Question

The equivalent weight of $FeSO_{ 4 }.(NH_{ 4 })_{ 2 }SO_{ 4 }.24H_{ 2 }O$ is:
(At. wt of Fe = 56, S = 32, O = 16, N = 14, H = 1)
A.) 58
B.) 358
C.) 179
D.) 89.5

Answer 1

Hint: The gram equivalent weight of any given compound is equal to its molecular weight (sum of the weight of atoms present in this compound) divided by the valency factor of the compound. You will surely get your answer after applying these steps.

Complete step by step answer:
First, let’s calculate the molecular mass of $FeSO_{ 4 }.(NH_{ 4 })_{ 2 }SO_{ 4 }.24H_{ 2 }O$:
At. wt of Fe = 56, S = 32, O = 16, N = 14, H = 1

56+32+(4x16)+(2x18)+32+(4x16)+(24x18) = 716 g/mol
Valency factor = total positive or total negative charge on ions in the solution (here we are considering positive charge)
= 2(from $Fe^{ 2+ }$) + 2(from $NH_{ 4 }^{ + }$) = 4 ( it means there is a transfer of 4 electrons from cations to anions )
$FeSO_{ 4 }.(NH_{ 4 })_{ 2 }SO_{ 4 }.24H_{ 2 }O\quad \rightarrow \quad Fe^{ 2+ }\quad +\quad 2NH_{ 4 }^{ + }\quad +\quad 2SO_{ 4 }^{ 2- }\quad +\quad 24H_{ 2 }O$
Now we have to calculate the gram equivalent weight of Mohr's salt.

Formula used :
$Equivalent\quad weight\quad =\quad \dfrac { Molecular\quad weight }{ Valency\quad factor }$
$Equivalent\quad weight\quad =\quad \dfrac { 716 }{ 4 }$
Equivalent weight = 179 g/eq

Hence, the equivalent weight of $FeSO_{ 4 }.(NH_{ 4 })_{ 2 }SO_{ 4 }.24H_{ 2 }O$ is 179 g/eq. Therefore, the correct answer to this question is option C.

Note: This formula is somewhat like Mohr’s salt.
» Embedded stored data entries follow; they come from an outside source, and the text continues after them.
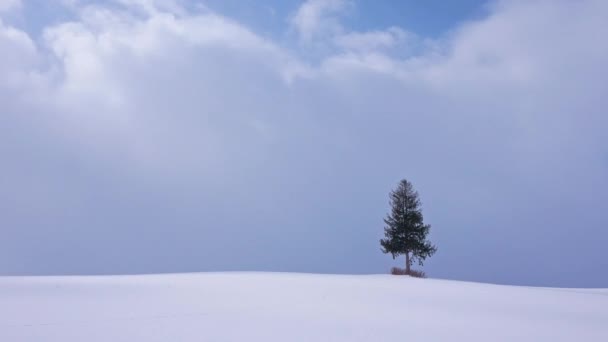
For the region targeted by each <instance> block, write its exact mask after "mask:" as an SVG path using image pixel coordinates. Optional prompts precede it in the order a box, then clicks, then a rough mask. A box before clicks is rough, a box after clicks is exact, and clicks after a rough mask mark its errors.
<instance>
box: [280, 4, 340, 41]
mask: <svg viewBox="0 0 608 342" xmlns="http://www.w3.org/2000/svg"><path fill="white" fill-rule="evenodd" d="M350 5H351V3H350V1H348V0H306V1H305V2H304V3H302V5H300V7H299V8H298V10H297V11H296V13H295V14H294V15H293V16H292V17H291V20H290V22H291V25H292V27H293V28H294V29H295V30H296V31H297V33H298V34H299V36H300V39H301V40H302V41H304V42H310V41H311V40H313V39H314V38H316V37H317V36H319V35H325V34H330V35H333V34H335V33H337V32H339V31H340V30H341V25H340V23H339V21H338V19H337V18H336V16H339V15H340V14H342V13H344V11H345V10H347V9H348V7H349V6H350Z"/></svg>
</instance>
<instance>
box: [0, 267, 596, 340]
mask: <svg viewBox="0 0 608 342" xmlns="http://www.w3.org/2000/svg"><path fill="white" fill-rule="evenodd" d="M454 340H457V341H467V342H470V341H608V289H589V290H587V289H552V288H529V287H514V286H497V285H488V284H477V283H466V282H455V281H443V280H432V279H412V278H407V277H396V276H388V275H373V276H343V275H310V274H289V273H285V274H281V273H208V274H173V275H148V276H111V277H0V341H3V342H4V341H6V342H17V341H50V342H55V341H57V342H58V341H61V342H66V341H112V342H116V341H129V342H131V341H454Z"/></svg>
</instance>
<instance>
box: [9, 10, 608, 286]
mask: <svg viewBox="0 0 608 342" xmlns="http://www.w3.org/2000/svg"><path fill="white" fill-rule="evenodd" d="M41 3H43V4H44V5H42V4H41ZM441 3H442V2H437V1H430V2H428V3H427V2H418V1H409V2H406V1H403V2H402V1H388V0H382V1H371V0H369V1H368V0H355V1H348V0H308V1H301V2H299V1H287V2H283V1H281V2H280V1H274V0H268V1H260V2H257V1H255V2H253V1H226V2H222V1H215V0H213V1H208V2H205V1H202V2H195V1H186V0H184V1H172V0H115V1H79V0H69V1H68V0H64V1H60V0H57V1H48V2H47V1H44V2H42V1H36V0H31V1H30V0H22V1H20V0H0V166H1V169H0V236H1V238H0V274H4V275H13V274H37V275H41V274H115V273H157V272H186V271H220V270H260V271H294V272H329V273H386V272H387V271H388V270H389V268H390V267H391V266H393V265H395V266H401V265H402V264H403V260H401V259H399V260H396V261H393V260H392V259H391V257H390V256H389V255H384V254H382V253H381V252H380V245H379V243H378V240H379V239H380V238H381V237H382V233H383V222H382V219H383V217H384V216H385V214H386V213H387V212H388V210H389V207H388V192H389V191H390V190H391V189H392V188H393V187H395V186H396V185H397V183H398V181H399V180H400V179H402V178H407V179H408V180H410V181H411V182H412V183H413V184H414V186H415V188H416V189H417V190H418V191H419V193H420V195H421V199H422V202H423V212H424V214H425V221H426V222H428V223H430V224H431V225H432V229H431V235H430V239H431V240H432V241H433V242H434V243H435V244H436V245H437V247H438V248H439V250H438V252H437V254H436V255H435V256H433V257H432V258H431V259H429V260H428V261H427V262H426V263H425V266H424V270H425V271H426V272H427V274H429V275H430V276H431V277H438V278H451V279H462V280H472V281H487V282H495V283H506V284H523V285H546V286H576V287H608V273H607V272H606V270H608V250H607V249H606V246H607V242H608V212H607V209H608V139H607V137H606V130H607V127H608V115H607V113H606V108H607V104H608V96H607V95H608V66H607V64H606V63H607V61H608V44H607V43H606V36H607V35H608V2H607V1H604V0H596V1H593V0H583V1H565V0H564V1H559V0H558V1H518V0H514V1H492V2H482V1H480V2H476V1H463V2H458V1H454V2H450V5H443V6H441ZM446 13H449V14H446ZM421 18H422V19H421Z"/></svg>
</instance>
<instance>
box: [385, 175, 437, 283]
mask: <svg viewBox="0 0 608 342" xmlns="http://www.w3.org/2000/svg"><path fill="white" fill-rule="evenodd" d="M389 198H390V202H389V203H390V206H391V212H390V213H389V214H388V215H387V217H386V218H385V219H384V223H386V226H385V227H384V236H385V237H386V238H385V239H381V240H380V245H382V252H384V253H391V254H392V256H393V259H395V258H396V257H397V256H399V255H402V254H404V255H405V271H406V273H407V274H409V273H410V266H411V265H412V263H413V262H414V261H416V260H417V261H418V263H419V265H422V263H423V261H424V259H426V258H427V257H430V256H432V255H433V254H434V253H435V252H436V251H437V248H436V247H435V246H434V245H432V244H431V243H430V241H428V240H427V239H426V236H427V235H428V233H429V230H430V229H431V226H430V225H428V224H424V223H423V218H422V208H421V203H420V199H419V198H418V192H417V191H415V190H414V187H413V186H412V183H410V182H408V181H407V180H405V179H403V180H402V181H401V182H399V185H398V186H397V189H395V190H393V191H391V193H390V195H389Z"/></svg>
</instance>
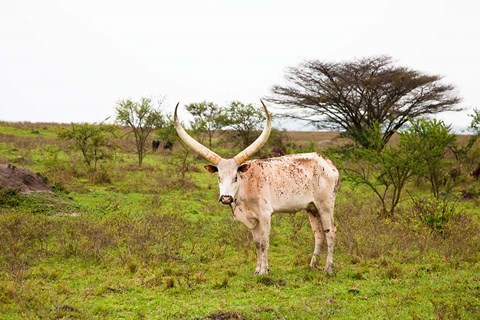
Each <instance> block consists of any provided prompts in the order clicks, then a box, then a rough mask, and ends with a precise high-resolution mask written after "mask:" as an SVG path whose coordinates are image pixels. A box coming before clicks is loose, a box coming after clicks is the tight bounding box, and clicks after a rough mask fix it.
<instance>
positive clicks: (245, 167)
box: [237, 163, 250, 173]
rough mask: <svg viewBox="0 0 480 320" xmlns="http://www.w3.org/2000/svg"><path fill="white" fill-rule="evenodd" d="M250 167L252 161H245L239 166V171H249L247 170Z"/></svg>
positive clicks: (241, 172)
mask: <svg viewBox="0 0 480 320" xmlns="http://www.w3.org/2000/svg"><path fill="white" fill-rule="evenodd" d="M248 169H250V163H244V164H242V165H241V166H240V167H238V169H237V170H238V172H241V173H244V172H247V170H248Z"/></svg>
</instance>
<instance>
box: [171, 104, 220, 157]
mask: <svg viewBox="0 0 480 320" xmlns="http://www.w3.org/2000/svg"><path fill="white" fill-rule="evenodd" d="M179 104H180V102H179V103H177V106H176V107H175V114H174V116H173V119H174V125H175V130H177V133H178V135H179V136H180V139H182V141H183V142H185V144H186V145H187V146H189V147H190V148H192V149H193V151H195V152H196V153H198V154H199V155H201V156H202V157H204V158H205V159H206V160H207V161H210V162H211V163H212V164H213V165H215V166H216V165H217V164H218V162H219V161H220V159H222V158H221V157H220V156H219V155H218V154H216V153H215V152H213V151H212V150H210V149H208V148H207V147H205V146H204V145H202V144H201V143H199V142H198V141H196V140H195V139H193V138H192V137H191V136H190V135H189V134H188V133H187V132H186V131H185V130H184V129H183V128H182V126H181V125H180V122H179V121H178V117H177V109H178V105H179Z"/></svg>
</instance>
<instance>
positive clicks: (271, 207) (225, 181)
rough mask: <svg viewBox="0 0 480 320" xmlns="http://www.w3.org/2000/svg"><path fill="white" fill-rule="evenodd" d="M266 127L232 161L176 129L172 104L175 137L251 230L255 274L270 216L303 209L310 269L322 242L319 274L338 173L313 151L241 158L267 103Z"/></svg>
mask: <svg viewBox="0 0 480 320" xmlns="http://www.w3.org/2000/svg"><path fill="white" fill-rule="evenodd" d="M262 104H263V107H264V109H265V113H266V119H267V120H266V126H265V128H264V129H263V132H262V134H261V135H260V136H259V137H258V138H257V140H255V141H254V142H253V143H252V144H251V145H250V146H249V147H247V148H246V149H245V150H243V151H242V152H240V153H239V154H238V155H236V156H235V157H234V158H233V159H224V158H222V157H220V156H219V155H217V154H216V153H215V152H213V151H211V150H210V149H208V148H207V147H205V146H203V145H202V144H200V143H199V142H197V141H196V140H195V139H193V138H192V137H191V136H189V135H188V133H187V132H186V131H185V130H184V129H183V128H182V127H181V125H180V123H179V121H178V118H177V108H178V104H177V106H176V108H175V114H174V120H175V129H176V130H177V132H178V135H179V136H180V138H181V139H182V140H183V141H184V142H185V143H186V144H187V145H188V146H190V147H191V148H192V149H193V150H195V151H196V152H197V153H198V154H200V155H201V156H202V157H204V158H205V159H206V160H208V161H209V162H210V163H211V164H209V165H206V166H205V168H206V169H207V170H208V171H209V172H211V173H215V172H217V173H218V183H219V187H220V198H219V201H220V202H221V203H223V204H225V205H228V206H229V207H230V208H231V209H232V212H233V215H234V217H235V219H236V220H238V221H241V222H242V223H243V224H245V225H246V226H247V228H249V229H250V230H251V232H252V235H253V240H254V242H255V246H256V248H257V268H256V269H255V274H256V275H262V274H267V273H268V270H269V267H268V247H269V239H270V227H271V216H272V213H274V212H297V211H301V210H306V211H307V213H308V218H309V220H310V225H311V227H312V230H313V234H314V237H315V248H314V251H313V256H312V260H311V262H310V266H311V267H312V268H315V267H316V265H317V256H318V254H319V253H320V248H321V245H322V242H323V239H324V238H326V240H327V262H326V265H325V272H327V273H331V272H332V268H333V250H334V244H335V232H336V229H335V226H334V221H333V209H334V205H335V197H336V194H337V190H338V182H339V173H338V170H337V169H336V168H335V166H334V165H333V163H332V162H331V161H330V160H327V159H324V158H322V157H321V156H319V155H318V154H316V153H305V154H295V155H287V156H283V157H277V158H270V159H256V160H250V161H246V160H247V159H248V158H249V157H250V156H251V155H253V154H254V153H256V152H257V151H258V150H260V148H261V147H262V146H263V145H264V144H265V143H266V141H267V139H268V136H269V135H270V130H271V124H270V115H269V113H268V110H267V107H266V106H265V104H264V103H263V101H262Z"/></svg>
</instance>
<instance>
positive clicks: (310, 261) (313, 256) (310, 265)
mask: <svg viewBox="0 0 480 320" xmlns="http://www.w3.org/2000/svg"><path fill="white" fill-rule="evenodd" d="M310 268H312V269H316V268H317V256H315V255H314V256H313V257H312V260H311V261H310Z"/></svg>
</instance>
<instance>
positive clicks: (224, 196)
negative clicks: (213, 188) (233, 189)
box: [218, 196, 233, 204]
mask: <svg viewBox="0 0 480 320" xmlns="http://www.w3.org/2000/svg"><path fill="white" fill-rule="evenodd" d="M218 201H220V202H221V203H223V204H231V203H232V202H233V197H232V196H220V199H218Z"/></svg>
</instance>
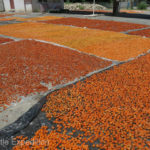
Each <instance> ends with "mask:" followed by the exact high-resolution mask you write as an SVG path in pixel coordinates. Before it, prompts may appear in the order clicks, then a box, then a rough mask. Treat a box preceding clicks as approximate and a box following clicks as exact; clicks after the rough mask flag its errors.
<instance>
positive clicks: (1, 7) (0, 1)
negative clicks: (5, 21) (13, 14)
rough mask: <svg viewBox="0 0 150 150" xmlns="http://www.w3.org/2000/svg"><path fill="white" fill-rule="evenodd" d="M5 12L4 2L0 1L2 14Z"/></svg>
mask: <svg viewBox="0 0 150 150" xmlns="http://www.w3.org/2000/svg"><path fill="white" fill-rule="evenodd" d="M1 11H4V3H3V0H0V12H1Z"/></svg>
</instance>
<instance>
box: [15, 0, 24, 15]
mask: <svg viewBox="0 0 150 150" xmlns="http://www.w3.org/2000/svg"><path fill="white" fill-rule="evenodd" d="M14 5H15V11H16V12H21V11H25V6H24V0H14Z"/></svg>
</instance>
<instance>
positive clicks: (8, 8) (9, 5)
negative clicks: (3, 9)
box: [3, 0, 11, 11]
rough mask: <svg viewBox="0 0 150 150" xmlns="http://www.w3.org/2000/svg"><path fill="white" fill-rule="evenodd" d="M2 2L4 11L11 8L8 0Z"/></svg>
mask: <svg viewBox="0 0 150 150" xmlns="http://www.w3.org/2000/svg"><path fill="white" fill-rule="evenodd" d="M3 2H4V8H5V11H9V10H10V9H11V7H10V0H4V1H3Z"/></svg>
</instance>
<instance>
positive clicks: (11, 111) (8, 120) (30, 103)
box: [0, 95, 42, 130]
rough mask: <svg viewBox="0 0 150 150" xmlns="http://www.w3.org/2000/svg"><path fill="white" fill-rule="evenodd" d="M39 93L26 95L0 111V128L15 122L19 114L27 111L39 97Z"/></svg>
mask: <svg viewBox="0 0 150 150" xmlns="http://www.w3.org/2000/svg"><path fill="white" fill-rule="evenodd" d="M41 97H42V96H41V95H34V96H28V97H27V98H26V99H25V100H23V101H21V102H19V103H17V104H12V105H11V106H10V107H9V108H7V109H6V110H5V111H2V112H1V113H0V130H1V129H3V128H4V127H6V126H8V125H10V124H12V123H13V122H15V121H16V120H17V119H18V118H19V117H20V116H22V115H23V114H24V113H25V112H27V111H28V110H29V109H30V108H31V107H32V106H33V105H35V104H36V103H37V102H38V101H39V100H40V99H41Z"/></svg>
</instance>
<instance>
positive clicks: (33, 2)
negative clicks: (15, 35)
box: [0, 0, 64, 12]
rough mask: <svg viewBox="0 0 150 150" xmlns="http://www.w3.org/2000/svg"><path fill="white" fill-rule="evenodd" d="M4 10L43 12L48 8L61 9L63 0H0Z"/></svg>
mask: <svg viewBox="0 0 150 150" xmlns="http://www.w3.org/2000/svg"><path fill="white" fill-rule="evenodd" d="M1 1H3V4H4V10H5V11H15V12H45V11H48V10H49V9H63V8H64V0H0V3H1Z"/></svg>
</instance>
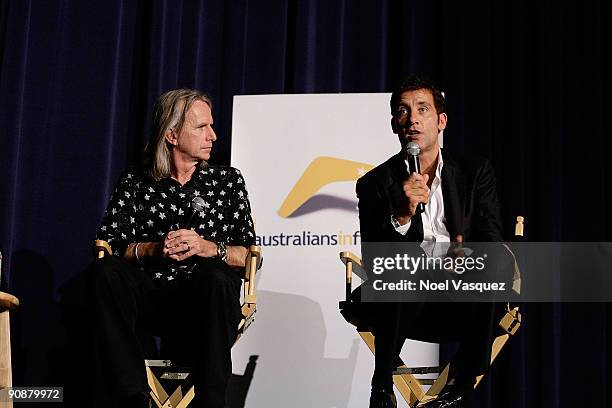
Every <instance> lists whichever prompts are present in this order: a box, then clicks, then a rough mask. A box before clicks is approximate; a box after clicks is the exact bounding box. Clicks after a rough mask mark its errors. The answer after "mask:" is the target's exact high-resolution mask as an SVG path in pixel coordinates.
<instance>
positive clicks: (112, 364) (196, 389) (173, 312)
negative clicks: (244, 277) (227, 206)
mask: <svg viewBox="0 0 612 408" xmlns="http://www.w3.org/2000/svg"><path fill="white" fill-rule="evenodd" d="M92 271H93V281H94V292H95V296H94V303H95V314H96V319H97V320H96V329H95V343H96V347H95V353H96V362H97V372H98V373H99V374H101V375H102V377H103V378H102V380H103V383H104V384H106V385H107V386H108V388H109V389H110V390H111V391H112V394H113V396H114V398H115V399H117V400H118V399H121V398H124V397H126V396H129V395H133V394H136V393H139V392H147V391H148V385H147V381H146V373H145V368H144V354H143V349H142V346H141V344H140V342H139V333H141V332H146V333H151V334H154V335H161V336H166V335H168V334H169V333H170V334H175V335H176V336H175V338H174V342H175V343H176V344H179V345H180V346H181V347H180V350H182V351H185V352H184V353H183V356H182V357H184V358H186V359H187V360H188V361H187V362H188V363H190V364H191V365H192V367H193V374H192V375H193V376H194V384H195V392H196V397H195V399H194V404H195V406H196V407H206V408H222V407H223V406H224V403H225V391H226V388H227V384H228V381H229V378H230V376H231V370H232V362H231V347H232V345H233V343H234V341H235V340H236V336H237V328H238V323H239V321H240V319H241V311H240V288H241V283H242V282H241V278H240V276H239V275H238V274H237V273H236V272H235V271H233V270H231V269H230V268H229V267H227V265H225V264H224V263H222V262H221V261H220V260H217V259H203V260H200V261H198V263H197V265H196V266H195V269H194V272H193V274H192V278H191V279H190V280H188V281H184V282H177V283H174V284H172V283H171V284H168V285H163V286H161V285H159V284H157V283H156V282H155V281H154V280H153V279H152V278H151V277H150V276H149V275H148V274H147V273H146V272H144V271H142V270H140V269H138V268H136V267H135V266H133V265H132V264H130V263H128V262H127V261H125V260H124V259H122V258H119V257H116V256H110V257H106V258H103V259H101V260H98V261H96V262H95V263H94V265H93V266H92Z"/></svg>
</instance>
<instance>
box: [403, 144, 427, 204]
mask: <svg viewBox="0 0 612 408" xmlns="http://www.w3.org/2000/svg"><path fill="white" fill-rule="evenodd" d="M419 154H421V148H420V147H419V145H418V144H417V143H416V142H409V143H408V144H407V145H406V159H407V160H408V170H409V174H412V173H415V172H416V173H419V174H421V162H420V161H419ZM423 211H425V204H423V203H418V204H417V208H416V212H415V214H420V213H422V212H423Z"/></svg>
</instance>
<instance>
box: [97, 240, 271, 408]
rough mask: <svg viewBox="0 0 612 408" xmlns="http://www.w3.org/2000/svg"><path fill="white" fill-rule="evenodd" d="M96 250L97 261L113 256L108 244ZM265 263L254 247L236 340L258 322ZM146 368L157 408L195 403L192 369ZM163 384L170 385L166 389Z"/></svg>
mask: <svg viewBox="0 0 612 408" xmlns="http://www.w3.org/2000/svg"><path fill="white" fill-rule="evenodd" d="M94 247H95V253H96V257H97V258H103V257H104V256H106V255H109V254H112V251H111V247H110V245H109V244H108V243H107V242H106V241H101V240H96V241H95V244H94ZM261 262H262V257H261V248H260V247H259V246H256V245H251V246H250V247H249V252H248V254H247V257H246V265H245V274H244V278H243V279H244V284H243V291H244V292H243V303H242V307H241V309H242V319H241V320H240V322H239V323H238V335H237V337H236V341H238V339H239V338H240V337H241V336H242V335H243V334H244V332H245V331H246V330H247V328H248V327H249V326H250V325H251V323H253V321H254V320H255V312H256V311H257V296H256V294H255V274H256V273H257V270H258V269H259V268H260V267H261ZM234 344H235V342H234ZM145 369H146V372H147V381H148V383H149V388H150V392H149V395H150V396H151V400H152V401H153V402H154V403H155V406H157V407H158V408H185V407H187V406H188V405H189V404H190V403H191V401H192V400H193V398H194V396H195V390H194V386H193V384H192V383H191V378H190V369H189V367H184V366H179V365H177V364H175V363H174V362H173V361H172V360H145ZM162 383H165V384H167V385H166V387H164V385H162Z"/></svg>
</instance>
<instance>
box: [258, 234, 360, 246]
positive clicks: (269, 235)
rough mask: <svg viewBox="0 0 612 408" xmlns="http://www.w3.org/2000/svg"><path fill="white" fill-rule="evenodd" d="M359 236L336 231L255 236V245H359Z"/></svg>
mask: <svg viewBox="0 0 612 408" xmlns="http://www.w3.org/2000/svg"><path fill="white" fill-rule="evenodd" d="M360 243H361V235H360V233H359V231H355V232H353V233H345V232H343V231H338V232H337V233H332V234H321V233H315V232H312V231H302V232H301V233H297V234H296V233H292V234H285V233H282V232H281V233H279V234H271V235H257V238H256V244H257V245H260V246H264V247H265V246H274V247H275V246H335V245H359V244H360Z"/></svg>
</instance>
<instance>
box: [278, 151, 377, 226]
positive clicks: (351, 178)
mask: <svg viewBox="0 0 612 408" xmlns="http://www.w3.org/2000/svg"><path fill="white" fill-rule="evenodd" d="M373 168H374V166H372V165H371V164H367V163H360V162H356V161H352V160H344V159H338V158H335V157H317V158H316V159H314V160H313V161H312V162H311V163H310V164H309V165H308V167H307V168H306V170H304V174H302V177H300V179H299V180H298V181H297V183H296V184H295V186H293V189H291V191H290V192H289V194H288V195H287V198H285V201H284V202H283V205H281V208H280V209H279V210H278V215H280V216H281V217H284V218H286V217H289V216H290V215H291V214H293V213H294V212H295V210H297V209H298V208H300V207H301V206H302V205H303V204H304V203H305V202H306V201H308V200H309V199H310V198H311V197H312V196H314V195H315V194H316V192H317V191H319V190H320V189H321V188H323V186H325V185H327V184H330V183H335V182H336V181H355V180H357V179H358V178H359V177H361V176H363V175H364V174H365V173H367V172H368V171H369V170H371V169H373Z"/></svg>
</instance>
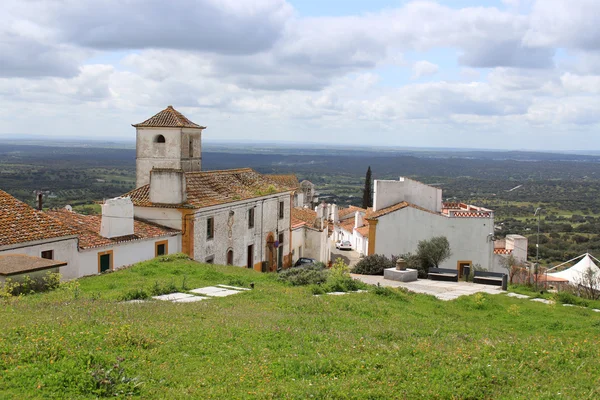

Ammonium iron(II) sulfate, or Mohr's salt, is the inorganic compound with the formula $(NH_{ 4 })_{ 2 }Fe(SO_{ 4 })_{ 2 }(H_{ 2 }O)_{ 6 }$. Containing two different cations, $Fe^{ 2+ }$ and $NH_{ 4 }^{ + }$, it is classified as a double salt of ferrous sulfate and ammonium sulfate.